Hence a narrow street leads to the Church of S. Carlo a Catinari, built in the seventeenth century, from designs of Rosati and Soria. It is in the form of a Greek cross. The very lofty cupola is adorned with frescoes of the cardinal virtues by Domenichino, and a fresco of S. Carlo, by Guido, once on the façade of the church, is now preserved in the choir. Over the high altar is a large picture by Pietro da Cortona, of S. Carlo in a procession during the plague at Milan. In the first chapel on the right, is the Annunciation, by Lanfranco; in the second chapel, on the left, the Death of St. Anna, by Andrea Sacchi. On the pilaster of the last chapel on the right is a good modern tomb, with delicate detail. The cord which S. Carlo Borromeo wore round his neck in the penitential procession during the plague at Milan, is preserved as a relic here. The Catinari, from whom this church is named, were makers of wooden dishes, who had stalls in the adjoining piazza, or sold their wares on its steps. The street opening from hence (Via de Giubbonari) contains on its right the Palazzo Pio; at the back of which are the principal remains of The Theatre of Pompey, which was once of great magnificence. In the portico (of a hundred columns) attached to this theatre, Brutus sate as prætor, on the morning of the murder of Julius Cæsar, and close by was the Curia, or senate-house, where:

——"In his mantle muffling up his face,
Even at the base of Pompey's statue,
Which all the while ran blood, great Cæsar fell."[304]

Behind the remains of the theatre, perhaps on the very site of the Curia, rises the fine modern Church of S. Andrea della Valle,[305] begun in 1591, by Olivieri, and finished by Carlo Maderno. The façade is by Carlo Rainaldi. The cupola is covered with frescoes by Lanfranco, those of the four Evangelists at the angles being by Domenichino, who also painted the flagellation and glorification of St. Andrew in the tribune. Beneath the latter are frescoes of events in the life of St. Andrew by Calabrese.

"In the fresco of the Flagellation, the apostle is bound by his hands and feet to four short posts set firmly in the ground; one of the executioners, in tightening a cord, breaks it, and falls back; three men prepare to scourge him with thongs: in the foreground we have the usual group of the mother and her frightened children. This is a composition full of dramatic life and movement, but unpleasing."—Jameson's Sacred Art, p. 229.

In the second chapel on the left is the tomb of Giovanni della Casa, archbishop of Beneventum, 1556.

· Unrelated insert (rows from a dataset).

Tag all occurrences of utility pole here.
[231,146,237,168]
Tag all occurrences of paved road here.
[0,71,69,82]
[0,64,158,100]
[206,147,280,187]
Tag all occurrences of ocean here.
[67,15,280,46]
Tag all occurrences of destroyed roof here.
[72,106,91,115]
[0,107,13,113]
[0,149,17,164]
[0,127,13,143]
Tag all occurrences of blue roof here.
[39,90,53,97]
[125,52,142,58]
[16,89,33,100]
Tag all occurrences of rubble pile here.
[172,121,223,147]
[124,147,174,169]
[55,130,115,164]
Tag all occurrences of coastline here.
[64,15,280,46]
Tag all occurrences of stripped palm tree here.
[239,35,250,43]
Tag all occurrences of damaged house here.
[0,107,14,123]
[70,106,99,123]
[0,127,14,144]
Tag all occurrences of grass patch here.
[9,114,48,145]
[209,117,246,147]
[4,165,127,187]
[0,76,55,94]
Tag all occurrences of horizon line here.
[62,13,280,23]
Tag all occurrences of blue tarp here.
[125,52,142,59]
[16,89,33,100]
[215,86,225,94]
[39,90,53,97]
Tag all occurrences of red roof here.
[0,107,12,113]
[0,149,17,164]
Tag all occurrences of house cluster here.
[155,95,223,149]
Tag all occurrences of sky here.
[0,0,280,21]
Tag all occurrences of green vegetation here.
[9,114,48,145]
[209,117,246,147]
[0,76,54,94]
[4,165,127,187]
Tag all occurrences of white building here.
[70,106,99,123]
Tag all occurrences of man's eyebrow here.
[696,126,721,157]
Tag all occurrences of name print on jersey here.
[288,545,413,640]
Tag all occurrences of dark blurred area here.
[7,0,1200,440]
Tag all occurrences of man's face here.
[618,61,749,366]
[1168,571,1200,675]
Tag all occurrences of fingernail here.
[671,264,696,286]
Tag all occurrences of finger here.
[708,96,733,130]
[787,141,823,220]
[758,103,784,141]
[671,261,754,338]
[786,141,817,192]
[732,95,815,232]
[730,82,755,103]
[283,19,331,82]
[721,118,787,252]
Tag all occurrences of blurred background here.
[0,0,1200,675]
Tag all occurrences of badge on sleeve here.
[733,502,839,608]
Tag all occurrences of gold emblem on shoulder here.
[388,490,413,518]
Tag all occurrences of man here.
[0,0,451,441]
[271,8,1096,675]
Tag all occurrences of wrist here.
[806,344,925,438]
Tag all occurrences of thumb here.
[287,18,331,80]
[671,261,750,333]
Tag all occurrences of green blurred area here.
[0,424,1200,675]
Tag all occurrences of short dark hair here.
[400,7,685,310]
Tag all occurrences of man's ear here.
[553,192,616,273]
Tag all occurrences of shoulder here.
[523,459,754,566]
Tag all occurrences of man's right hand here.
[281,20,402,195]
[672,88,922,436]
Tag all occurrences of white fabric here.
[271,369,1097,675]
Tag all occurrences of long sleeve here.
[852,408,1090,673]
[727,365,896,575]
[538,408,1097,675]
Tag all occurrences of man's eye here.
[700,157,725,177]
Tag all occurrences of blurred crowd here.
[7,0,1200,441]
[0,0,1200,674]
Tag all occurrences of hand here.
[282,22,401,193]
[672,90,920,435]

The last piers of the nave are occupied by the tombs of Pius II., Eneas Sylvius Piccolomini (1458—64), and Pius III., Todeschini (1503), removed from the old basilica of St. Peter's. The tombs are hideous erections in four stages, by Niccolo della Guardia and Pietro da Todi. The epitaph of the famous Eneas Sylvius is as good as a biography.

"Pius II., sovereign pontiff, a Tuscan by nation, by birth a native of Siena, of the family of the Piccolomini, reigned for six years. His pontificate was short, but his glory was great. He reunited a Christian Council (Basle) in the interests of the faith. He resisted the enemies of the holy Roman see, both in Italy and abroad. He placed Catherine of Siena amongst the saints of Christ. He abolished the Pragmatic Sanction in France. He re-established Ferdinand of Arragon in the kingdom of Sicily. He increased the power of the Church. He established the alum mines which were discovered near Talpha. Zealous for religion and justice, he was also remarkable for his eloquence. As he was setting out for the war which he had declared against the Turks, he died at Ancona. There he had already his fleet prepared, and the doge of Venice, with his senate, as companions in arms for Christ. Brought to Rome by a decree of the fathers, he was laid in this spot, where he had ordered the head of St. Andrew, which had been brought him from the Peloponnese, to be placed. He lived fifty-eight years, nine months, and twenty-seven days. Francis, cardinal of Siena, raised this to the memory of his revered uncle. MCDLXIV."

Pius III., who was the son of a sister of Eneas Sylvius, only reigned for twenty-six days. His tomb was the last to be placed in the old St. Peter's, which was pulled down by his successor.